You’ll want to install a couple VS extensions.

  1. F# Outlining let’s you collapse sections of F# code, pretty much like you already can with C# in Visual Studio.

  2. I also recommend getting both the MsTest Project Template and FsUnit from Daniel Mohl. The template will get you started a little faster on unit tests, and FsUnit will make your unit tests more composable, a little more in tune with how you (hopefully) write the rest of your F# code (i.e. in a functional manner).

Core Course

All you need to learn F# is the Wikibook F# Programming and the MSDN Visual F# references pages, most notably the F# Language Reference and F# Core Library Reference.

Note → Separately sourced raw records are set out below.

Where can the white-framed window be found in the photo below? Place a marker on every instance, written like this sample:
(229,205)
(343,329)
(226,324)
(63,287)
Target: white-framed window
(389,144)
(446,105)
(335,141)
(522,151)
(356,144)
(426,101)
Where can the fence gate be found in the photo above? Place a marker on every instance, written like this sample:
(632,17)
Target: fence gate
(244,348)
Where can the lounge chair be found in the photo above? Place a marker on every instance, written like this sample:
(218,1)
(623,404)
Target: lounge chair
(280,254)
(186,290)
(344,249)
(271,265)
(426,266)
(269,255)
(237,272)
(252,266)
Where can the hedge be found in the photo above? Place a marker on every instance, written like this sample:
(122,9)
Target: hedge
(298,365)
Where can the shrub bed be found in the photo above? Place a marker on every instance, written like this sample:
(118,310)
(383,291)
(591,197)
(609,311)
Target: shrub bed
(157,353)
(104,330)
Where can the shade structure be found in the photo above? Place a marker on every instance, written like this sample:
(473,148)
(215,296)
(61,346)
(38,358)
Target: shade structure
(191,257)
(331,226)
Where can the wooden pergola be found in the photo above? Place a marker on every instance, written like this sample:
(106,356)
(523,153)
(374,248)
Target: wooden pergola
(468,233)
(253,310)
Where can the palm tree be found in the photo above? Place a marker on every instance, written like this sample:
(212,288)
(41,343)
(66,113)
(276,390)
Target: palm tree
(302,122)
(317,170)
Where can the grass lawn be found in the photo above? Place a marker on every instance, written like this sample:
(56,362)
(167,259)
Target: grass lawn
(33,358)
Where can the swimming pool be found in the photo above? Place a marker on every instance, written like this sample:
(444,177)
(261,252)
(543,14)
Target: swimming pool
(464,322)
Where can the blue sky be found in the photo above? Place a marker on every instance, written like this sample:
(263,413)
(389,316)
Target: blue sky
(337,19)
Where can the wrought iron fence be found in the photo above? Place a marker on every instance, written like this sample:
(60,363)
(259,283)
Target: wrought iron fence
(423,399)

So open up VS11 beta and the MSDN reference pages and work through each chapter of F# Programming. It covers every topic of the language you need to know (with the possible exception of Code Quotations and Type Providers). This course is complete and easy to follow. I still use it as a reference.

You’ll also want to use the F# REPL, fsi, while writing code, or while studying code someone else has written. You have a lot of choices here. There’s a fsi window built into Visual Studio, or you can run it from the command line or PowerShell. There are at least two versions available on web pages, Try F# and Try Joinads. There’s even a Try F# iOS app.

You’ll find you have to deliberately write F# one statement at a time. Of course that’s literally true for other languages you’ve worked in, but especially while first learning you will find it challenging to get the syntax perfect as you attempt writing more sophisticated statements (and it has to be perfect). So take advantage of Intellisense in the Visual Studio code window, and fsi for syntax debugging until the statement builds correctly. If everything does not build in the VS code window (with the exception of the incomplete statement you are currently writing), Intellisense is not available . This is why you have to make sure each statement builds as you write it. But here’s your reward: if your statement builds (and you are coding in a purely functional style) it probably works as you intend. More time up-front thinking through what you are doing, and less time typing.

Beyond the Basics

Once you finish Awesome Princess’ excellent course, you’ll want to continue your graduate studies along with whatever productive coding you are doing. Studying the code others have published is a good place to start. F# Snippets is a repository of open source F# snippets that do all sorts of things created by anyone who cares to post. Hat tip to Tomas Petricek for creating this great site and the technology behind it. You know what’s really cool? Mouse over the code in any snippet on the site and you get Intellisense tool tips!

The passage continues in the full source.